On Fri, May 28, 2010 at 12:06 PM, Michael Segel wrote:
You can't do that.
Unfortunately, Mike is right.
The problem is that Hadoop is going to pick up your external IP address because that's what the machine name resolves to. Then your slave nodes are on the internal route and you don't see them.
Is it a bug? Maybe. More like a design defect.
Definitely in the design defect category. The host name handling /
binding code is... complicated and not ideal for these types of
The work around is to forget about using the second nic card for hadoop/hbase traffic. Or make the internal network match your machine name and its dns information. Then use the second ip address to communicate with the outside world.
So if your machine name is foo, and your dominiant ip address is on eth(0), you want foo.company.com to resolve to eth(0) and foo-ext.company.com
to resolve to eth(1). Its backwards but it should work.

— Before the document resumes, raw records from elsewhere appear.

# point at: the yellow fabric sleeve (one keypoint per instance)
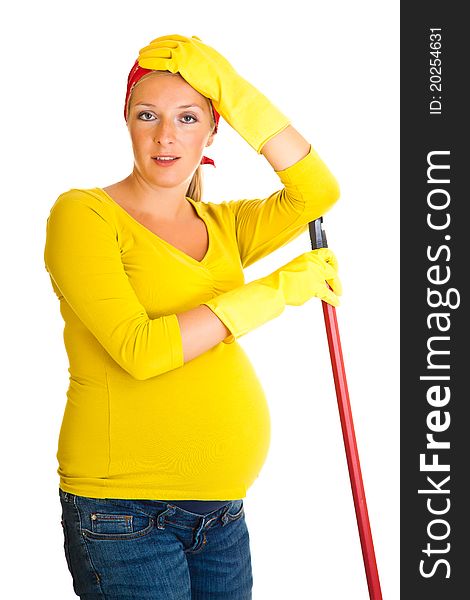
(82, 257)
(263, 225)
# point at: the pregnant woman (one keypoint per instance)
(166, 425)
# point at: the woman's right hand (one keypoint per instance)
(312, 274)
(252, 304)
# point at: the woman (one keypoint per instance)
(166, 425)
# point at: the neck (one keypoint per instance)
(166, 203)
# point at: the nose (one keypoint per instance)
(164, 132)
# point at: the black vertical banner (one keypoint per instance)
(435, 365)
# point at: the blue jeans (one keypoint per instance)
(153, 550)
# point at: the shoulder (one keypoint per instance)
(82, 204)
(79, 199)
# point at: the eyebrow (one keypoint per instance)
(183, 106)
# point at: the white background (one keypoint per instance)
(333, 67)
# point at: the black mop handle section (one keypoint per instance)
(317, 234)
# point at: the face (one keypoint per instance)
(168, 117)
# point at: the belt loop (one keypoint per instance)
(223, 516)
(161, 517)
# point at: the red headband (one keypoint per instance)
(136, 73)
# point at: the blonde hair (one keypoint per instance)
(195, 188)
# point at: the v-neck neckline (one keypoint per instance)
(173, 248)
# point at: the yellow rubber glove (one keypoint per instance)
(246, 109)
(311, 274)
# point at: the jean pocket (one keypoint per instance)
(235, 512)
(110, 526)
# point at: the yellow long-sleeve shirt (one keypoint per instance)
(139, 422)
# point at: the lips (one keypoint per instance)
(165, 161)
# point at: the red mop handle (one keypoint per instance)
(318, 238)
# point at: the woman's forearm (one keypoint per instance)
(201, 329)
(285, 149)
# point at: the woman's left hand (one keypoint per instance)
(201, 66)
(245, 108)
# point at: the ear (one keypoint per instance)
(211, 139)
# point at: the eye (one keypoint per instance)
(189, 117)
(145, 113)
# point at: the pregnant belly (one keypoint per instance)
(197, 429)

IMHO, after looking at this issue, it really doesn't matter since the cloud shouldn't be getting a lot of external traffic except on the name node/job tracker nodes which could be multi-homed.
It might be useful in the case where you're streaming data off of HDFS
directly to clients rather than in the MR or HBase case. Data import /
export comes to mind. Remember that clients establish a direct
connection to data nodes so a multihomed NN is insufficient. In that
case, "external" doesn't necessarily mean a public (routable) IP, but
simply another network. We've seen use cases for this in some
installations. One example is a data aggregation or ingestion network
is separate from the Hadoop internal network and you'd like to get
data into HDFS.